La muerte del Papa
SI LA designación, el pasado 26 de agosto, del cardenal Albino Luciani como sucesor de Pablo VI, fallecido exactamente veinte días antes, causó cierta sorpresa y no menor desconcierto en los medios religiosos y políticos del mundo entero, su repentina muerte, a los 32 días de pontificado, vuelve a abrir bruscamente las incertidumbres, inseguridades y expectativas planteadas entonces. Un mes de pontificado sólo puede dar lugar a superficiales impresiones basadas sobre todo en recuerdos y anécdotas o a prospectivas más o menos interesadas. Juan Pablo I ha quedado inédito como Papa, aunque el cardenal Luciani haya dejado un rastro de humanidad, sencillez y simpatía a todo lo largo de su carrera eclesial. De su corto pontificado -el cuarto más breve de la historia de la Iglesia católica- no nos han quedado más que gestos sueltos que caracterizan a la persona, pero que no pueden dar lugar a análisis alguno, no solamente de su papado, sino ni siquiera de las intenciones con las que pudo abordarlo.La sucesión del papa Montini ha vuelto a abrirse de este modo. Las tendencias presumiblemente existentes en el serio del cardenalato -y que llegaron a un acuerdo en la solución personificada en el Papa tan repentinamente desaparecido- siguen existiendo; una solución que se presentó hace un mes como sintetizadora de las herencias de Juan XXIII y Pablo VI, con síntomas de transición y compromiso, y a la que se llegó de manera espectacularmente rápida, se ha desvanecido. Nada se ha resuelto, y los problemas que tiene planteados la Iglesia católica, en su adecuación a los signos de los tiempos, siguen pendientes. Las mismas urgencias que hace menos de dos meses apremiaban al mundo católico subsisten hoy, tal vez empeoradas por la muerte de un Papa que no ha tenido tiempo de serlo.

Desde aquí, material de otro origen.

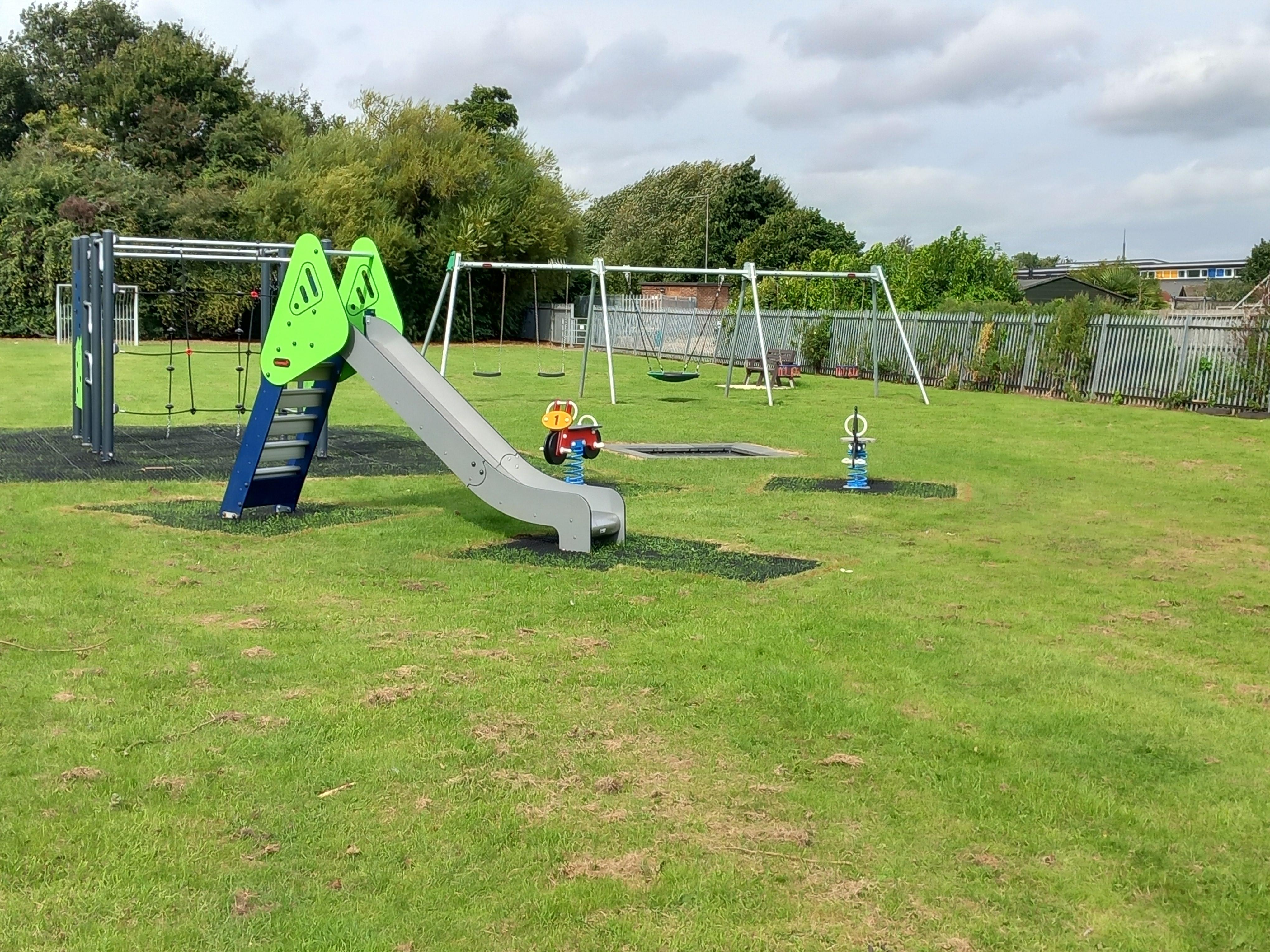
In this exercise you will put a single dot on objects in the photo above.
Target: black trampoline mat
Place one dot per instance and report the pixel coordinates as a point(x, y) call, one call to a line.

Por lo demás, el breve lapso de tiempo transcurrido hace difícil suponer que se haya producido algún cambio significativo en la composición del cónclave cardenalicio que, en su inminente reunión, no podrá sino repetir los alineamientos y compromisos de hace una treintena de días. Los hábitos de cautela y de secreto que presiden la elección del Papa_mantienen en el restringido círculo de la cúpula de la Iglesia el conocimiento preciso tanto de las corrientes de opinión existentes como de sus portavoces y seguidores. Por esa razón, las conjeturas sobre las tendencias conservadoras y progresistas dentro de la alta jerarquía eclesiástica suelen ser especulaciones fundadas en la inevitable existencia de corrientes diversas en su seno y en el hecho de que en la comunidad católica hay respuestas diversas, y aun contrapuestas, a cuestiones básicas. A este respecto, el aggiornamento del Vaticano II, que se desembarazó del incómodo legado de León XIII, Pío XI y Pío XII, se ha plasmado sólo parcialmente en el mundo de las realidades concretas que afectan a los católicos de hoy. El gran desafío histórico que tiene planteada la Iglesia católica es completarlo.
La solución que pudo representar la elección de Juan Pablo I ha quedado truncada, y es verosímil que será más complejo y difícil para el nuevo cónclave (idéntico al anterior) encontrar otro purpurado con las mismas características que faciliten la síntesis y el compromiso. Y, lo que sería más deseable, la definición.